I need to emphasize this again- in the many circumstances where there is insufficient information on a customer, or where high volume or low value of a transaction makes collection of more data impossible, the “default” of US high tech businesses must be to avoid the transaction. Ironically, this loss of business is most likely in transactions involving items of no strategic value at all.
The extension of this “catch-all” approach is even more problematic when applied to “military” end-uses in China. The “military” in China can be involved in a very wide variety of activities, ranging from the distribution of foodstuffs to the provision of security at airports or at the upcoming Olympic games. Imposition of such a requirement for all or most U.S.-origin items exported to China would result in companies deciding they have to simply embargo military entities. Which in China will then lead to very difficult screening and decision-making as regards end users, as issues such as co-location, financial relationships, contract/consulting activities and others ensure that a very wide range of economic actors are potentially “military” end users.
All this is made more problematic by the fact that our allies do not intend to impose similar catch-all controls on military end users in China. The possible impact of such an extension could be a burdensome and unilateral control that: (1) gives a false sense of the government having taken effective action; (2) requires finite government and corporate resources be devoted to compliance activity that could be more properly targeted on potential exports and espionage of far greater importance; and, (3) hands the Chinese government an easy talking point to use against the US government in the very important negotiations over Chinese barriers to US high tech exports.
When considering the issue of US export controls on China, we cannot overemphasize the value of multilateralism. It is an accepted principle that multilateral controls are more effective than unilateral controls, but we must be wary of pointing to superficial similarities in controls as evidence that U.S. versions are multilateral and thus effective national security tools.
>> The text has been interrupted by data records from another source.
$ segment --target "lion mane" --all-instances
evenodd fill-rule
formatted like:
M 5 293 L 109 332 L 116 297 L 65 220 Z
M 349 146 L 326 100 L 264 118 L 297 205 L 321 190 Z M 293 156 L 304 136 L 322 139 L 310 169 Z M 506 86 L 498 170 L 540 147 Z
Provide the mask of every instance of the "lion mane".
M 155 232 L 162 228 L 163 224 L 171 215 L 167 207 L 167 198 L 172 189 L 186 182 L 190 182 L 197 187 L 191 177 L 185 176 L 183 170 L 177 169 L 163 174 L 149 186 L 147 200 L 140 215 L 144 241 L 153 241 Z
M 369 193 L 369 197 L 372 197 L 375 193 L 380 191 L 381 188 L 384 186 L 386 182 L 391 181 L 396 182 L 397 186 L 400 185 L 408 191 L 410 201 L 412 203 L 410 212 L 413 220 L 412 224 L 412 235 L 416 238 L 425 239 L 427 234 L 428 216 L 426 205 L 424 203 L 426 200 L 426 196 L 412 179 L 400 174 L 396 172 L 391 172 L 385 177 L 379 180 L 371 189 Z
Wassenaar is no COCOM. We have no assurance through Wassenaar that others are controlling dual-use technology as tightly as the US, and indeed we know in fact there is little consensus in the international community on specific strategic threats posed by China.
4 RECOMMENDATIONS.
I would like to advance a number of positive steps that could greatly enhance the partnership between US Government and business in managing a smart control system:
- Think multilateral, not unilateral.
If the purpose is national security, then the most important ingredient to the success of the control is adequate multilateral implementation.
- Rather than “catch-all” controls, promote more extensive use of listing and “is informed” procedures.
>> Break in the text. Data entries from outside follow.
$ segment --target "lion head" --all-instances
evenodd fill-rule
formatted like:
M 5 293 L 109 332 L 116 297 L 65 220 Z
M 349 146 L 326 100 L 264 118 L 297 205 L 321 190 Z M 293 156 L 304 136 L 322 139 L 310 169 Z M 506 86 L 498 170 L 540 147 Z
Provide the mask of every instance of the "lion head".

It is important that information available to the US Government be made available to companies operating in China, and that adverse intelligence identifying bad end-users be published. This includes cases where the Government initially “informs” an individual exporter of such intelligence. This will enhance the odds that the bad player does not obtain the desired item, and places all competitors on a level playing field.
- Enforce more technical focus on the list development process.
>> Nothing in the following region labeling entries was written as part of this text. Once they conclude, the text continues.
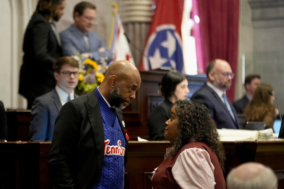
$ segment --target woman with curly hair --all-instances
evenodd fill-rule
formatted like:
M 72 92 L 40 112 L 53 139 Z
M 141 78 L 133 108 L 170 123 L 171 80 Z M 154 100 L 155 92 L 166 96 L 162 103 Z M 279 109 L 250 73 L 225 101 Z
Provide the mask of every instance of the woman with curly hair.
M 165 121 L 170 116 L 172 105 L 178 100 L 186 98 L 189 92 L 188 82 L 183 74 L 170 71 L 163 77 L 160 84 L 161 93 L 165 98 L 162 103 L 151 112 L 148 120 L 150 140 L 164 140 Z
M 216 124 L 200 102 L 179 100 L 165 123 L 172 143 L 152 178 L 156 188 L 225 188 L 225 159 Z
M 266 122 L 265 128 L 273 129 L 273 124 L 278 113 L 275 112 L 273 105 L 275 98 L 270 93 L 274 93 L 273 88 L 270 85 L 262 84 L 257 87 L 251 102 L 245 109 L 246 121 Z

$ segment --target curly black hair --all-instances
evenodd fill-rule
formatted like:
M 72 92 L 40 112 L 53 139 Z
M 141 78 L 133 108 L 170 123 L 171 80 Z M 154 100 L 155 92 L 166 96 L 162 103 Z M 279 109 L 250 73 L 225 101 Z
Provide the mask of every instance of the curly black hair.
M 174 104 L 178 118 L 177 135 L 170 152 L 173 159 L 184 146 L 191 141 L 204 142 L 215 152 L 223 171 L 225 160 L 224 148 L 220 141 L 216 123 L 201 103 L 179 100 Z

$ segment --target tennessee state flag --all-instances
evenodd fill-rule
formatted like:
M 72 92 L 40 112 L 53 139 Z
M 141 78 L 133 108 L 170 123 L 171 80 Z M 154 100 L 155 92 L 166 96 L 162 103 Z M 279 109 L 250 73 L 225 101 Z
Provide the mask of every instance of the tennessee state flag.
M 183 69 L 181 25 L 184 0 L 157 0 L 140 69 Z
Not all items are equally useful for military and proliferation projects; items should be controlled on the basis of features that are of particular use to an identified military mission.
- Provide specific recognition of company internal control programs in developing controls and in enforcing them.
US high tech companies doing business in China manage extensive and complex export internal control programs. The success of US export controls is highly dependent on their existence and effectiveness. More can be done by the US government to recognize and leverage these programs.
I will be happy to respond to questions from the Commissioners.